Variants were detected in plasma cfDNA for two of the eight isolated extracranial AVM patients and one of the three isolated VeM patients (Table 1). In AVM patient LR16-173, the known MAP2K1 variant was detected in one of three independent plasma samples (Table 1). On further review it was noted that the one positive sample was collected on the day of surgery, while the two additional samples were collected after resection of the AVM. In AVM patient LR17-049 two independent plasma samples contained the MAP2K1 variant.
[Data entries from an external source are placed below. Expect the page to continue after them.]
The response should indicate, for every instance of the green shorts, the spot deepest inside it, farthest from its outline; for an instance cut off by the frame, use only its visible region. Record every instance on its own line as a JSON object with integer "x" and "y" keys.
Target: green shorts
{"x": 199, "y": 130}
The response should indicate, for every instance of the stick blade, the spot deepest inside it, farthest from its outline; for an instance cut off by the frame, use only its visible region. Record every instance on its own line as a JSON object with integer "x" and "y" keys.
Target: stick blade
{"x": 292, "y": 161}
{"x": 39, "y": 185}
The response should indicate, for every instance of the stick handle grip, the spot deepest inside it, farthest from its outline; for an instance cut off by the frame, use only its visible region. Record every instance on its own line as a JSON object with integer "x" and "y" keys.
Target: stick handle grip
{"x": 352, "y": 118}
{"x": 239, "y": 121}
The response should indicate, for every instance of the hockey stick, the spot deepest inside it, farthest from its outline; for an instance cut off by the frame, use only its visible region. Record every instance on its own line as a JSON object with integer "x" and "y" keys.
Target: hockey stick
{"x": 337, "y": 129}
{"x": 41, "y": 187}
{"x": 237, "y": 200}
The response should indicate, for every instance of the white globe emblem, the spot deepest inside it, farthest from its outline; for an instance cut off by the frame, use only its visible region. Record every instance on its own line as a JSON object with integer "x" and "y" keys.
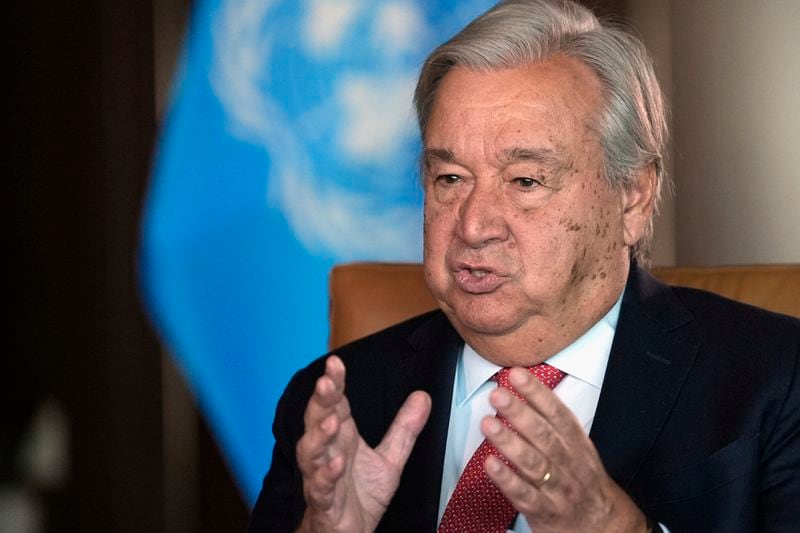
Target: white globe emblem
{"x": 325, "y": 87}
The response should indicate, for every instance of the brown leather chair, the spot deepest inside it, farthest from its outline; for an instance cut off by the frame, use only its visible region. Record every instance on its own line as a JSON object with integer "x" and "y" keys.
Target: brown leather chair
{"x": 367, "y": 297}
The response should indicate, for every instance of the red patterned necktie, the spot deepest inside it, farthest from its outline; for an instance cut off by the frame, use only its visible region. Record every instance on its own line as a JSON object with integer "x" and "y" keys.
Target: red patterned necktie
{"x": 477, "y": 505}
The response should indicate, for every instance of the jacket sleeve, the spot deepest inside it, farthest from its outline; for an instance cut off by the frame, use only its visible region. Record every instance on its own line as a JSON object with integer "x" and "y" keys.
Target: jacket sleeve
{"x": 779, "y": 491}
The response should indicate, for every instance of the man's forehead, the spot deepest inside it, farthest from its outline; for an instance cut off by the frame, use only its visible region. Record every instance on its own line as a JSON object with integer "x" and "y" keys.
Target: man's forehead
{"x": 516, "y": 154}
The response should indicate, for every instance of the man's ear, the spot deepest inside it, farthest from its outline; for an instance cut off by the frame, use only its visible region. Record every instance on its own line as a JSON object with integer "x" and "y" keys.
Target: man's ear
{"x": 638, "y": 202}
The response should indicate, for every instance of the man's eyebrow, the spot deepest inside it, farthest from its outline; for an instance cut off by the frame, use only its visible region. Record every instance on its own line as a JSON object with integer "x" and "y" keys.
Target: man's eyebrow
{"x": 545, "y": 156}
{"x": 443, "y": 154}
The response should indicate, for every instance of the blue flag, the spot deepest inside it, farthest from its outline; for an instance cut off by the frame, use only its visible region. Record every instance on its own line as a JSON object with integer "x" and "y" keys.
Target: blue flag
{"x": 290, "y": 146}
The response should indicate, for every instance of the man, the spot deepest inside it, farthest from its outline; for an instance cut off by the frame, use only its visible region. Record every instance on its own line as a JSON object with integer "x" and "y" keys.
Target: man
{"x": 543, "y": 133}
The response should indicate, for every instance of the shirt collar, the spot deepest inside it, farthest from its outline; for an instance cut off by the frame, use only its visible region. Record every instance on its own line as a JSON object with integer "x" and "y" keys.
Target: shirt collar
{"x": 585, "y": 359}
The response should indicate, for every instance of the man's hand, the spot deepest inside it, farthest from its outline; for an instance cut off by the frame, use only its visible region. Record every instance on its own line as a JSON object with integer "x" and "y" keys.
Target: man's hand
{"x": 560, "y": 483}
{"x": 348, "y": 485}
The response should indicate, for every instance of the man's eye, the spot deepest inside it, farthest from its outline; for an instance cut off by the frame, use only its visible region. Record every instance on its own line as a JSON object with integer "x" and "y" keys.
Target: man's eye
{"x": 526, "y": 183}
{"x": 448, "y": 179}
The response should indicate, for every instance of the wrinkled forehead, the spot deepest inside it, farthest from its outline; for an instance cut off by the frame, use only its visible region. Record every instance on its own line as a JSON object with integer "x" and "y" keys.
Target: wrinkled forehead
{"x": 549, "y": 105}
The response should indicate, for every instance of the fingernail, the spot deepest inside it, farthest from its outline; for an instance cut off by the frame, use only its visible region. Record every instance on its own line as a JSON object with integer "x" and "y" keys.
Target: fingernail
{"x": 493, "y": 426}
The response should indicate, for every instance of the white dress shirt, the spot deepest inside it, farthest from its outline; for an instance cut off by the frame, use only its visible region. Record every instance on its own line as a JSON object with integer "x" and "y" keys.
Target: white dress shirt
{"x": 584, "y": 361}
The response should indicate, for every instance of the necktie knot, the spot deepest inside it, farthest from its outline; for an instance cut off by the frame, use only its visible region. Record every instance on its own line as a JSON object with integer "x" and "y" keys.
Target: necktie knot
{"x": 546, "y": 374}
{"x": 476, "y": 503}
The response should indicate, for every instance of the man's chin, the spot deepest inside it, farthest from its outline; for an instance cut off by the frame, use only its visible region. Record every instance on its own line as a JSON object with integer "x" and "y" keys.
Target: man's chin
{"x": 483, "y": 321}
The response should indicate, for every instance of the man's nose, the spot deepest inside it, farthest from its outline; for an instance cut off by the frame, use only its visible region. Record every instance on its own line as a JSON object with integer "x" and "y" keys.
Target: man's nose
{"x": 481, "y": 217}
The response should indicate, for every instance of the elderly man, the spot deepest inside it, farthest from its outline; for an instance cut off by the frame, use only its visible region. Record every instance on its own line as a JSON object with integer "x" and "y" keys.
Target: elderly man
{"x": 670, "y": 408}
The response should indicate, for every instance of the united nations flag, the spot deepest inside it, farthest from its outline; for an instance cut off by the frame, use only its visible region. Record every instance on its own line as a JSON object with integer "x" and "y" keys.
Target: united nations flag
{"x": 290, "y": 146}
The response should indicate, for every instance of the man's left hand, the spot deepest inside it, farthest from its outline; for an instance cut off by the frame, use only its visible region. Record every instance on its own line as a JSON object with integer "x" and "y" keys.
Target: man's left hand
{"x": 560, "y": 483}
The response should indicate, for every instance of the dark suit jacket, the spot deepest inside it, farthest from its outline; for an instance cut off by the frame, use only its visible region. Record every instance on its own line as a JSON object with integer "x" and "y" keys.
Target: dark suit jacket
{"x": 698, "y": 418}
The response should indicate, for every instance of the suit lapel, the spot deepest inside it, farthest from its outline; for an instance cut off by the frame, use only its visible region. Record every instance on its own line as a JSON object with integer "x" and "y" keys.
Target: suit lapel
{"x": 651, "y": 355}
{"x": 430, "y": 366}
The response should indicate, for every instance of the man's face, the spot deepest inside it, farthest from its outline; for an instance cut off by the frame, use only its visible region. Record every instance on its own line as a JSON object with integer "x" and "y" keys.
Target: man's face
{"x": 526, "y": 246}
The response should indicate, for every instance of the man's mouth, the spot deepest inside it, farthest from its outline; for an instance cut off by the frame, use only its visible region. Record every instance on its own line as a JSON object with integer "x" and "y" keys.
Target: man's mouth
{"x": 477, "y": 280}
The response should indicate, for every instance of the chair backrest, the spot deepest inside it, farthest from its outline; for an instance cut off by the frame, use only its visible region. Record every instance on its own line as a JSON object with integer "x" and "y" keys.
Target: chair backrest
{"x": 367, "y": 297}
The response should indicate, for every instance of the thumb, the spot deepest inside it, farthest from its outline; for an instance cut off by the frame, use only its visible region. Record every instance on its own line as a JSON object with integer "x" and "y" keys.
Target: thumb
{"x": 399, "y": 440}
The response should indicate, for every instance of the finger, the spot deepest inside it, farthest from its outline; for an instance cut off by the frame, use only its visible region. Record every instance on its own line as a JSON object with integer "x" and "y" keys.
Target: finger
{"x": 546, "y": 403}
{"x": 529, "y": 462}
{"x": 316, "y": 446}
{"x": 531, "y": 426}
{"x": 328, "y": 393}
{"x": 320, "y": 490}
{"x": 399, "y": 440}
{"x": 544, "y": 421}
{"x": 523, "y": 496}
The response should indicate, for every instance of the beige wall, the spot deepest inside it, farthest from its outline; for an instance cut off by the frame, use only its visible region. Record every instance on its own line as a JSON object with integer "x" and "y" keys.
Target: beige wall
{"x": 735, "y": 84}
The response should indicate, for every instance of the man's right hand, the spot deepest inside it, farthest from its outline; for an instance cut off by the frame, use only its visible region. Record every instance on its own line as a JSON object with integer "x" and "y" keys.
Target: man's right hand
{"x": 348, "y": 485}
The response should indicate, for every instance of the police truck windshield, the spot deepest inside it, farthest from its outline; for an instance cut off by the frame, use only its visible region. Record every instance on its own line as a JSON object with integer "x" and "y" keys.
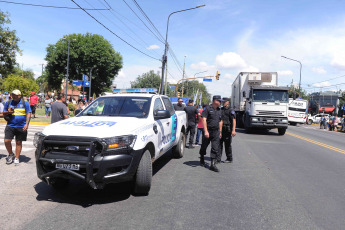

Both samples were collected on the day of surgery, one at the initial resection, and another at the time of repeat resection. One TEK variant was detected in a patient with VeM, LR18-542. The variant allele fractions (VAF) in plasma (range 0.4–2.1%) were lower than in tissues. Three of the remaining eight patients in whom a variant was not detected (LR17-050, LR17-208, LR18-541) had <1500 WT droplets, indicating low DNA input and therefore decreased power to detect variants at very low VAF.25

PIK3CA variants not detected in plasma cfDNA from patients with isolated LM

We detected a PIK3CA variant (p.Glu545Lys) in a plasma sample from a single patient (LR14-285, Table S1) with an extensive LM in the setting of CLOVES syndrome. The remaining LM plasma samples came from patients with isolated LM and were negative for variants by ddPCR (Table S1). Two of the 35 negative LM plasma samples (LR16-266 and LR18-537) had three variant droplets detected, which would be reported as positive under less stringent criteria,26,27 but did not meet our cutoff for positivity based on droplet concentration total error. However, it suggests that PIK3CA variants may be detected in the plasma of LM patients if larger amounts of cfDNA with less gDNA contamination were available for testing.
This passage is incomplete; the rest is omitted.